La Commission reprend les demandes françaises dans ses propositions de révision des actes délégués de Solvabilité, en y posant des limites.

Par L'Agefi Quotidien

C’était un texte très attendu par les assureurs et les autorités françaises. La Commission européenne a publié le 9 novembre ses propositions de révision des actes délégués de Solvabilité 2. A défaut d’une révision générale du texte, prévue en 2020, Paris et la profession y voyaient tout de même l’occasion d’alléger les contraintes qui pèsent sur l’investissement de long terme en actions. De ce point de vue, Bruxelles a partiellement accédé aux demandes de la France, qui avait rallié à cette cause d’autres Etats membres comme les Pays-Bas.

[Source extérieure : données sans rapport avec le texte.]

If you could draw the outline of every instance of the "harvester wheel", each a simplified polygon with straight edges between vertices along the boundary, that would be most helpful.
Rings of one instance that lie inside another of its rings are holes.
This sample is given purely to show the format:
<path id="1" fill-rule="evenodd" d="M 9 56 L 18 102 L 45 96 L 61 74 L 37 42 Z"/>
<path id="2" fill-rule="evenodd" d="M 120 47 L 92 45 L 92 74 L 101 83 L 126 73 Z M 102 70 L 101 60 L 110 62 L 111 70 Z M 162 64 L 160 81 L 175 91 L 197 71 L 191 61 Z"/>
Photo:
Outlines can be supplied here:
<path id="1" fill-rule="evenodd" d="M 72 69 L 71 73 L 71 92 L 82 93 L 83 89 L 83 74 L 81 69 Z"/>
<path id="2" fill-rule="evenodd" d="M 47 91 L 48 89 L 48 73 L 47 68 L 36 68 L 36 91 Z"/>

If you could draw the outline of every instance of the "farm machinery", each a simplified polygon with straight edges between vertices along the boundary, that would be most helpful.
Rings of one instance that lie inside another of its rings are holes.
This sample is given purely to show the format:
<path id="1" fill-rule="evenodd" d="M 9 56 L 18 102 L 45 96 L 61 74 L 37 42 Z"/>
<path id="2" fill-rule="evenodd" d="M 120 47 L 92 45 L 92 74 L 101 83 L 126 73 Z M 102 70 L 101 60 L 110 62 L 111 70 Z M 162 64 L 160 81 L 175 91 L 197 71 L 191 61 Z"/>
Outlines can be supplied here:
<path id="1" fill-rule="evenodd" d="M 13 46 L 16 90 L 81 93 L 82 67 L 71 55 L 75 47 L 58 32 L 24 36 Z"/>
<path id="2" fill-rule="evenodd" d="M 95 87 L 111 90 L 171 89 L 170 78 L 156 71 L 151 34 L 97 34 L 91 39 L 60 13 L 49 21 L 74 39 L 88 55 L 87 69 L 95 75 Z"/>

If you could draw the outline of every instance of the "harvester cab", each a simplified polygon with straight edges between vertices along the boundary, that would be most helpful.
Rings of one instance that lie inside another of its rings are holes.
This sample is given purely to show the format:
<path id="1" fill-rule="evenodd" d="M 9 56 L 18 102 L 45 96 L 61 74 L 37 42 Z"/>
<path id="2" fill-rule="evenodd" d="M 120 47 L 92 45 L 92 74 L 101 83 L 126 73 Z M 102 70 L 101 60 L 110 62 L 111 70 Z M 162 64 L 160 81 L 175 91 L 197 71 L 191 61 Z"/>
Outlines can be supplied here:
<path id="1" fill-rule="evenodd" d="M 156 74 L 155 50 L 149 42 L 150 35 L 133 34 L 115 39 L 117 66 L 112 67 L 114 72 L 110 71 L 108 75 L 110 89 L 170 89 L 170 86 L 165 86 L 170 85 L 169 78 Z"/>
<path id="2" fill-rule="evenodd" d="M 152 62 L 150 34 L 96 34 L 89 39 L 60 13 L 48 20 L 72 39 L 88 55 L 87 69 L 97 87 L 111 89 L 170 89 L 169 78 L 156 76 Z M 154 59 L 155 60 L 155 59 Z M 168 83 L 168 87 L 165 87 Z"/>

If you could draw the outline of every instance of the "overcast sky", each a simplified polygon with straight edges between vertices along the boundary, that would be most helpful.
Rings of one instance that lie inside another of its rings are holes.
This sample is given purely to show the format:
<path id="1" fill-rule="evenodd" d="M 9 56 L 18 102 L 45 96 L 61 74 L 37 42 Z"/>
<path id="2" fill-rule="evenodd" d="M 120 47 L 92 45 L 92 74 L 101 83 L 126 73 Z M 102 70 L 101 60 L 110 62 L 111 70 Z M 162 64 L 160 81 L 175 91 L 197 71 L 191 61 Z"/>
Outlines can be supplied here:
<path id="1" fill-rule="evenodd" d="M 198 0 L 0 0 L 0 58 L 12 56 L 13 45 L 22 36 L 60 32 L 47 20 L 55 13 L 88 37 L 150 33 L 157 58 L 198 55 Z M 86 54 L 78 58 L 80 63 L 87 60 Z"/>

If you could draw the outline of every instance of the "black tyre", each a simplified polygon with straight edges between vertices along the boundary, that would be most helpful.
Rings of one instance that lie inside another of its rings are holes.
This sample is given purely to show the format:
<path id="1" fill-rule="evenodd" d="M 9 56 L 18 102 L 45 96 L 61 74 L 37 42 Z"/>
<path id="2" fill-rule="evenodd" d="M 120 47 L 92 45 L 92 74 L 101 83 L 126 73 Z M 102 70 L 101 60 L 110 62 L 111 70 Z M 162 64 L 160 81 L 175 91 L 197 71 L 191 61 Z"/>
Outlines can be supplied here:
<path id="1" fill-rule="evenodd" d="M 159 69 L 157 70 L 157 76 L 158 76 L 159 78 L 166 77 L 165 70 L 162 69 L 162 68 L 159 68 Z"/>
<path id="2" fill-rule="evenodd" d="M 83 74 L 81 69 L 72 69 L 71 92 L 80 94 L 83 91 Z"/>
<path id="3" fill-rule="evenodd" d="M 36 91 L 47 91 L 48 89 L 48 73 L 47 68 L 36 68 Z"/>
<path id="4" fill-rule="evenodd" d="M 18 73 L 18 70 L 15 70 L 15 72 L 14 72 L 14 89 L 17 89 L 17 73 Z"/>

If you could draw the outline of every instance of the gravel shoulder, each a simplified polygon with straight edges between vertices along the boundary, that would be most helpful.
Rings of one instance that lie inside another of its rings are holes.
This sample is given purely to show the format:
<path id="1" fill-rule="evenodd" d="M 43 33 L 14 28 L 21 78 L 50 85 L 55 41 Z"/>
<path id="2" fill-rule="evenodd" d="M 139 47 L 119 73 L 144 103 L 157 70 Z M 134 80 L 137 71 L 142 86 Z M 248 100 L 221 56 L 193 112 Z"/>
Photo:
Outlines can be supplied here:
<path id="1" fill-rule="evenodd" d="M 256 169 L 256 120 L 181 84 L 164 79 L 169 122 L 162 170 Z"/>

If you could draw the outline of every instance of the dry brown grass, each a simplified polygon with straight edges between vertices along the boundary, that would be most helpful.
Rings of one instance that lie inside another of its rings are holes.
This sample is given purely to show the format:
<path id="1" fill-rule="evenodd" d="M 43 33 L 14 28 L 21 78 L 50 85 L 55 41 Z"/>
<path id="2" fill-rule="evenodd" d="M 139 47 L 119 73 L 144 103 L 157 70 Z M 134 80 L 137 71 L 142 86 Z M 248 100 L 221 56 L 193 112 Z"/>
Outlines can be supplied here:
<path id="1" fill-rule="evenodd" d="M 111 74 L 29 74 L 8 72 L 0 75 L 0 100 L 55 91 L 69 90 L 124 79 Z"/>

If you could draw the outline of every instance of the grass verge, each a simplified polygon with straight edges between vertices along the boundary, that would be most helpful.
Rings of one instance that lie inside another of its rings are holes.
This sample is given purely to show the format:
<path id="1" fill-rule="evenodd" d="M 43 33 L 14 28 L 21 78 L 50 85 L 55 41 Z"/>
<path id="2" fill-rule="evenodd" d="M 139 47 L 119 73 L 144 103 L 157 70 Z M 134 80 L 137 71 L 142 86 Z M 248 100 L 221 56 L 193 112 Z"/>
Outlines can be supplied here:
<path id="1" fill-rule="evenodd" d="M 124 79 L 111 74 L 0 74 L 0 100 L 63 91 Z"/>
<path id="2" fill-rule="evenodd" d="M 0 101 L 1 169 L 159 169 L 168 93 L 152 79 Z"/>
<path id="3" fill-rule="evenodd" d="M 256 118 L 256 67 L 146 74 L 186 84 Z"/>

Solvabilité 2 applique un calibrage de 39% aux portefeuilles actions des assureurs afin de calculer les exigences en capital de ces derniers en cas de choc, mais réserve un traitement plus favorable (22%) aux participations dites stratégiques et aux branches d’une duration supérieure à 12 ans. Le Trésor et la Fédération française de l’assurance (FFA) militaient pour que Bruxelles élargisse le bénéfice de ce choc à 22% aux stratégies d’investissement à long terme en actions.

Des critères restrictifs

Ce sera chose faite. La Commission propose d’introduire un nouvel article (171a) qui dresse toutefois une série de critères restrictifs. Le portefeuille concerné devra être géré à part, sans possibilité de transfert, avec une durée de détention moyenne supérieure à la duration des passifs et à 12 ans, et la compagnie devra démontrer à son superviseur qu’elle peut porter ces lignes sur une telle durée. Le texte s’applique aussi bien aux actions cotées que non cotées de sociétés ayant leur siège dans l’Espace économique européen.

Parmi les autres amendements proposés, l’un vise à réduire les charges en capital appliquées, dans le modèle standard, aux investissements en actions non cotées et en dette non notée. L’objectif, là aussi, est de «retirer des contraintes injustifiées au financement de l’économie», selon le texte de la Commission. La charge en capital avant bénéfice de la diversification pourrait être réduite de 56% en ce qui concerne le risque de spread, pour les obligations non notées, et de 20% pour le risque actions, promet Bruxelles.

Les parties prenantes ont désormais jusqu’au 7 décembre pour commenter ces propositions.